Well put Mr Nelson. What did I get for my vocational degree? No job, just a general loathing of my chosen subject and clinical depression. Wish I'd just got on with finding work while there were actually still jobs out there instead of graduating into a non-existent jobs market - or chosen a more interesting area of study at the very least.

lola

July 15th, 2010 9:43pm Report this comment

Just put a full stop after 'useless' in your headline and delete the next 7 words.

There, easy wasn't it?

Move on nothing to see here.

James

July 16th, 2010 4:25pm Report this comment

Spot on Fraser. Uni has turned onto something my peers part through whilst waiting to stumble across some direction in life. Why not simply cut funding for all these "mickey mouse" degrees and marvel at the amounts of tax money saved?

Rhys

July 16th, 2010 9:33pm Report this comment

A good way to reduce costs and also improve the quality of courses offered would be to move as soon as possible to undergraduates NOT being admitted to start University until after they have spent at minimum two years after school in a job. Any job. If they can't get a job locally then all right they can travel abroad and live off part time casual work or whatever.

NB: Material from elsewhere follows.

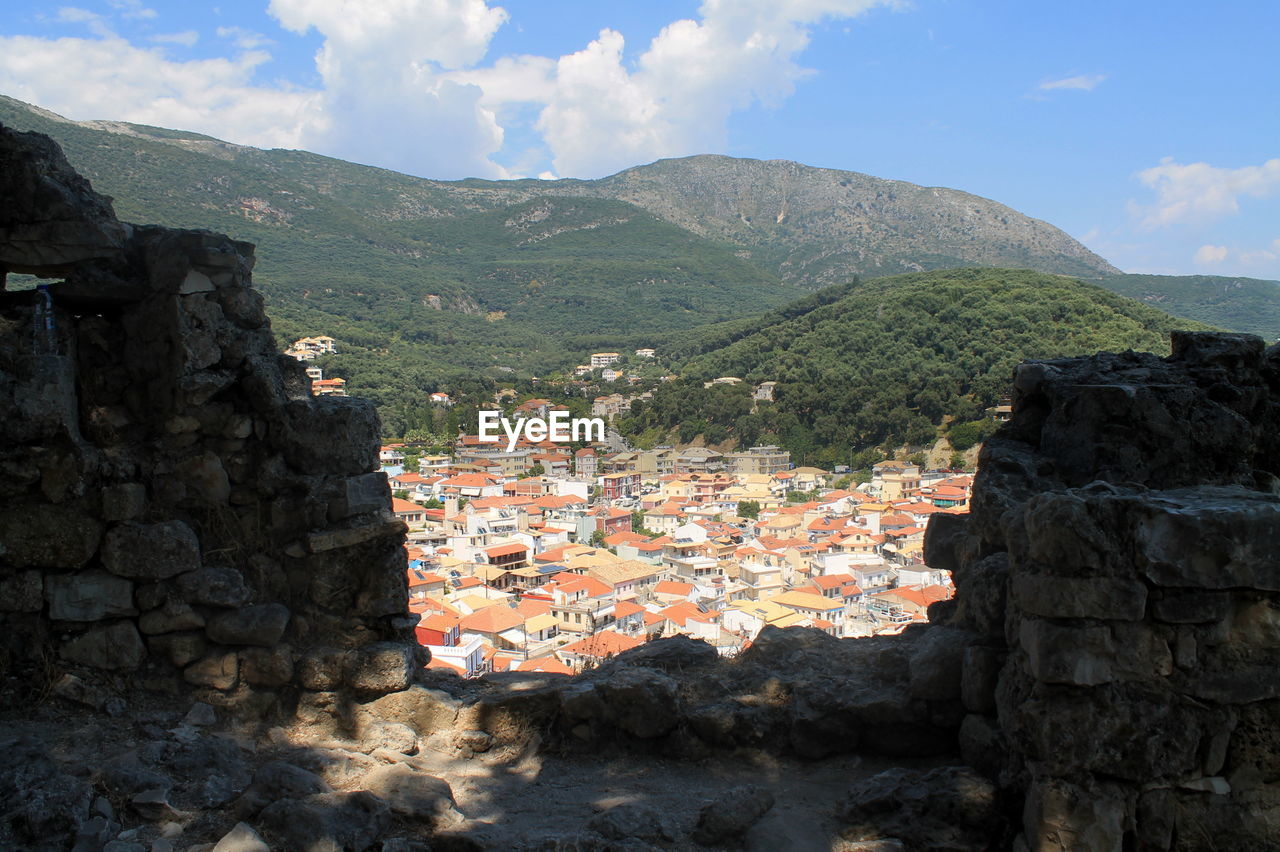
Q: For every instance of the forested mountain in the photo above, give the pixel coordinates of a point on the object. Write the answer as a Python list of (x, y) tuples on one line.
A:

By the time they are 20 they will be in a much better position to really think about what course/s of study they wish to pursue, if any, and because of the additional life experience and maturity they are far less likely to drift into enrolment on attractive sounding but pointless 'degrees' which neither confer earning-power value nor broaden the mind.

If some Universities and Colleges retrench or go under entirely as a result is that a bad thing?

Meanwhile, on the subject of Graduate Tax - do its proponents realize that the great majority of graduate students now are from the EU, paying local, UK - subsidized fees.
How would a graduate tax work or be enforced in their case when they return to, eg Romania or Turkey ?

hadrian

July 17th, 2010 9:52pm Report this comment

How uncomfortably accurate your assessment of these virtually bogus degree courses must be for those with a vested interest in their continuance. I had almost referred to them as 'academics' but there were to demean the genuine article.
I well recall my old lecturers and professors way back in the Sixties and up into the Seventies bemoaning the absurdity of expanding access to university education for those patently uninterested in/unfit for the tough, rigorous disciplines the old Arts and Humanities courses demanded of folk. It was predicted that standards would dip and that catastrophically. That they have done so, one need only look at the unmitigated junk that passes for literature courses nowadays. I have come across top rated Enlish students who couldn't spell to save themselves, whose grammar was lamentable and whose knowledge of the canon of English literature was abysmal. The worst aspect was those students who actually gloried in their ineptitude and ignorance and scoffed at the very idea of having to spell and punctuate properly. In fact it maddens me these ignoramuses think their degrees are on a par with an old M.A. and what we had to master.
Many of these people would be far more gainfully employed in the business world and doing real work!
So I agree- scrap half these mickey mouse courses, Mr Cable.